But Phœbe was going cheerily enough. She said her usual good afternoon to the black-clad, white-aproned maid at the front door, did a hop-skip across the patterned bricks of the wide terrace, and went trippingly down the winding steps that led to the gate and the street.
A limousine was waiting there—a long, gleaming, tawny vehicle with brown trimmings. Phœbe recognized the motor. It was Genevieve Finnegan’s, and it called for Genevieve every school afternoon. Phœbe had seen other cars of the same color flashing hither and thither through the town. The Finnegans, it was rumored, had five automobiles in their big garage. And Genevieve had been heard to say, though it was scarcely believable, that of the five cars one was kept solely for the use of the Finnegan servants! Servants! And Uncle John still clinging to a surrey and a horse with no check-rein and a long tail!

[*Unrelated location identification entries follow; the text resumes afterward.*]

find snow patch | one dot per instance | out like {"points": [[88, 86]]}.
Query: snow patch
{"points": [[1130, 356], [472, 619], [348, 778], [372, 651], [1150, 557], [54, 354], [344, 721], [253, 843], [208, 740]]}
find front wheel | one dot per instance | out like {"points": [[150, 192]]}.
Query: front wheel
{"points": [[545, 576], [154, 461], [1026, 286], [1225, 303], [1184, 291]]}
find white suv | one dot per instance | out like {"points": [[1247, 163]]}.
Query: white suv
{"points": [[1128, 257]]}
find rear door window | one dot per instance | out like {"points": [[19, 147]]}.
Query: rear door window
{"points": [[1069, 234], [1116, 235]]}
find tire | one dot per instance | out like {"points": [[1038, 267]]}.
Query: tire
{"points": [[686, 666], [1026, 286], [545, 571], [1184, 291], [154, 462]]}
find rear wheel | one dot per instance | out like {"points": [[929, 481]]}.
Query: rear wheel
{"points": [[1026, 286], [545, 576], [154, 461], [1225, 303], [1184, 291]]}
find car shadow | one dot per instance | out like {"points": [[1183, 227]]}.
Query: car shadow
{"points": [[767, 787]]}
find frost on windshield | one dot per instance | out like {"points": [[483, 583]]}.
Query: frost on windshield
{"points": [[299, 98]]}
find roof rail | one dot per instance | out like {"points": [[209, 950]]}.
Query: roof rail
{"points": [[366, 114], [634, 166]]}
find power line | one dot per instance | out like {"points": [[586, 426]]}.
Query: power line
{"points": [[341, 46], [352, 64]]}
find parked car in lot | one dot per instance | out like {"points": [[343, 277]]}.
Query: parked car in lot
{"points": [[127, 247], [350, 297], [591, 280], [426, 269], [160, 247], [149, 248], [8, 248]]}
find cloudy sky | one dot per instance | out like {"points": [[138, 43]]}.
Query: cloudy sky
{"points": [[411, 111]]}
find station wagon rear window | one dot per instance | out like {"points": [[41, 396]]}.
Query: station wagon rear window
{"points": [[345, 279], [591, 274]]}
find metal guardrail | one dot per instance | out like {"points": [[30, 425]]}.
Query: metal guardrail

As Phœbe sped down the last half-dozen steps to the sidewalk, she did not even raise her eyes to the proud countenance of the smartly liveried Finnegan chauffeur. All day she had been troubled, knowing herself covertly discussed, and slyly ignored. Now, of a sudden, at sight of this huge testimony to many dollars and much power, she felt strangely helpless, alone, poor, and ashamed.
Her unwonted attention to her desk had made her a quarter of an hour late. She knew that Uncle John and Grandma were, even now, keeping an eye on the clock, or peering out of a window to see whether or not she was coming through the driveway gate. She hurried along, eyes straight ahead.
As she walked, her lips moved. Over and over, she was repeating certain things that she had heard the girls say that day—and certain things that she had said in reply. For instance, Olive Hayward had spoken of the graduation exercises, to be held early in June. And when Phœbe had interposed, but very meekly, to inquire what part the younger pupils would take, Olive, who was fully as round, Phœbe decided, as Uncle Bob himself—Olive had said, with a queer glance at the girls grouped with her, “Oh, do you think you’ll still be here?” “I think I will,” Phœbe had answered, and the girls had laughed!
Why?
And then there were other things. Phœbe revolved around the end of the home gate, closed it even as she started up the walk, bumped in surprise against the new screen door put up that day against winged intruders, sped along the hall, taking off the serge coat as she went, and entered the living-room, breathless, casting aside her hat with one hand and her coat with the other. She seized the squat stool upon which Uncle Bob, when reading, liked to rest his feet, carried it to a high, old mirror that had, in its time, reflected Grandma in her bridal gown, and stood upon it.
“Well, young lady?” It was Uncle Bob, from the far corner where was the telephone.
Phœbe was turning herself before the mirror—now this way, now that. “Excuse me, please,” she begged; “just a minute—something—I must see—right away—very important—before I change.”
“I should say!” agreed her uncle, watching her curiously. “What seems to be the matter?”